Będąc młodym i aktywnym, chcę zobaczyć jak najwięcej krajów i zdobyć jak najwięcej doświadczenia w komunikacji i pracy z obcokrajowcami. Ich światopogląd i światopogląd zmieniają podejście do życia. Zauważyłem, że stałem się dużo milszy i mniej kategoryczny w kontaktach z ludźmi, staram się nie „ciąć wszystkich jednym pędzlem”.

Czy planuję wrócić do Rosji? - Oczywiście, są tu moi rodzice i przyjaciele, nie mogę porzucić Rosji, w kraju, w którym przeżyłem dzieciństwo, moją pierwszą miłość i wiele zabawnych sytuacji.

- No dobrze, mam nadzieję, do zobaczenia :) Czy zauważyłeś, że stałeś się milszy... Czy poczułeś jakieś inne zmiany w sobie po 9 miesiącach w innym kraju?

- W tej chwili wydaje mi się, że otworzył się we mnie jakiś kanał duchowy, albo komunikacja z Hindusami (są super przyjacielscy!) miała na mnie taki wpływ (czakry są takie same - ahaha, żart), lub bycie z dala od mojej rodziny, gdzie jesteś pozostawiony sam sobie, wycofanie i niezadowolenie z życia wcale nie jest czymś, co się dzieje.

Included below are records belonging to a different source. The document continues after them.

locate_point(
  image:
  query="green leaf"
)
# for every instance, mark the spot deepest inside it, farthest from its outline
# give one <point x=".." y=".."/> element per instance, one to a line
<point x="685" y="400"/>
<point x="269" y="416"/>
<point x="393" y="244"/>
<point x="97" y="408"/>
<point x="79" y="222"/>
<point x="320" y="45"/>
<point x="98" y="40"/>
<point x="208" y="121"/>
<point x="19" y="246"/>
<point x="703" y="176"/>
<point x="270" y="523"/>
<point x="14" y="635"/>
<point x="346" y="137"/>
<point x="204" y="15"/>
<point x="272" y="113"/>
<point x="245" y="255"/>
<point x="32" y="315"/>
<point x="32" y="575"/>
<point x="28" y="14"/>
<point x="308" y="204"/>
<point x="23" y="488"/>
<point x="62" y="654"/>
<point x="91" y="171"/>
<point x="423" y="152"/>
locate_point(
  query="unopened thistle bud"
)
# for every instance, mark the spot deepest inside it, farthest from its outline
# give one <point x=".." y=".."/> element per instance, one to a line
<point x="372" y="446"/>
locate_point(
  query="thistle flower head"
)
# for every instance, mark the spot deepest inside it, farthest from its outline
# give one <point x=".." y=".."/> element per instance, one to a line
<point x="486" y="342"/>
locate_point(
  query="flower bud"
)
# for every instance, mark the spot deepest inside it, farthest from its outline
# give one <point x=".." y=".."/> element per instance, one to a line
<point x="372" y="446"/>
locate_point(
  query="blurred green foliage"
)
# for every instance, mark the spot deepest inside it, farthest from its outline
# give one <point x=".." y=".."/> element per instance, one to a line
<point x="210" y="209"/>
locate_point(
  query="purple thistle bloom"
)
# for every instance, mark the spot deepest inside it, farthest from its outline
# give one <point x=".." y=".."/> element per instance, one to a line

Mama mówi (he, gdzie byśmy bez niej byli), że stałam się spokojniejsza, milsza i bardziej niezależna. Nie miałam wielkich oczekiwań co do rozwoju osobistego, a także superszybkiego poszukiwania pracy – to wszystko jest wciąż powolnym procesem. ALE oczywiście to kolosalne przeżycie być samemu w obcym kraju i pokonywać trudności, bez których żadne przedsięwzięcie się nie obejdzie) Ale to już na inny artykuł :)

- Tak! Powodzenia w pisaniu pracy dyplomowej i poszukiwaniu pracy! Poczekajmy na dalszy ciąg historii.